話を戻して、尋ねられた渡辺守は恵林寺と住職の快川紹喜の存在を告げる。 彼は土岐氏の流れを汲んでおり、武田信玄によって招かれた人物である。 その血筋から、武田家と美濃斎藤家との外交僧も務めた事もあった。
「では守。 この二人の供養だが、その住職殿に頼むよう繋ぎを取ってくれ」
「御意」
その後、快川紹喜は承諾する。 やがて二人の遺骸の他にも、武田家の兵は快川紹喜によって供養が行われた。 ただ数が多い故に、運ぶのには時間が掛かりすぎるとして大胆にも快川紹喜は要害山城を訪れたいと告げる。 これには織田信忠を驚いたが、その後、大いに笑うとこれを承諾した。

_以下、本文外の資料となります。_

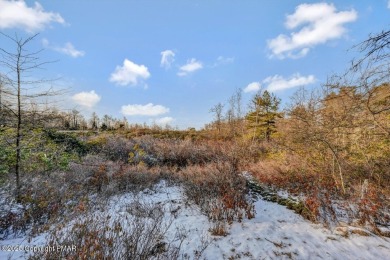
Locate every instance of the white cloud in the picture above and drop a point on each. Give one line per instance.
(144, 110)
(67, 49)
(252, 87)
(276, 82)
(167, 57)
(70, 50)
(221, 60)
(319, 23)
(16, 14)
(129, 73)
(86, 99)
(164, 120)
(191, 66)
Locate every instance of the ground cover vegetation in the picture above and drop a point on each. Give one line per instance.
(329, 149)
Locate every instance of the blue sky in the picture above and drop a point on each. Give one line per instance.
(171, 61)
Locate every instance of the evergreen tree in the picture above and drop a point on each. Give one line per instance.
(261, 120)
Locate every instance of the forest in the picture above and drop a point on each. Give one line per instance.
(325, 156)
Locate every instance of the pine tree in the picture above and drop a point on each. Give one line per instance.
(261, 121)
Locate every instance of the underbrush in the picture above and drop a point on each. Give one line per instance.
(363, 204)
(140, 235)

するとわざわざ彼は、恵林寺に氏家行広を派遣して道中を護衛させると言った好待遇を行っている。 そして快川紹喜も堂々としたもので、臆する事なく彼らと同行し要害山城へと現れた。 そして、要害山城の本丸にて経を唱え全員が討ち死にした武田兵を弔う。 だがそれで終わらず、快川紹喜は鎮魂の碑を建てる許可を願い出た。
この申し出には、織田勢の将より不満が漏れだす。 しかし織田信忠は、その申し出を許した。 どうも理由は分からないが、彼は快川紹喜を気に入ったらしい。 そしてそれは快川紹喜も同じらしく、穏やかな笑みを浮かべながら織田信忠へ礼を述べたのであった。

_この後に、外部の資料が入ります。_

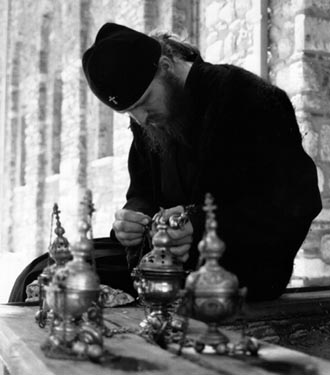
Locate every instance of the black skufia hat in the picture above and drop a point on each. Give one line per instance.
(120, 65)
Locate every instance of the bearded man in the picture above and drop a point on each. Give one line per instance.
(202, 128)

なお、戦後に要害山城は破棄されるが、本丸のあった場所には規模は大きくないながらも寺が建立される。 その寺は恵林寺の別院であり、管理は恵林寺に任される事になるがそれは後の話であった。
事実上、武田家最後の抵抗です。
時間稼ぎの捨て駒と相成りました。
ご一読いただき、ありがとうございました。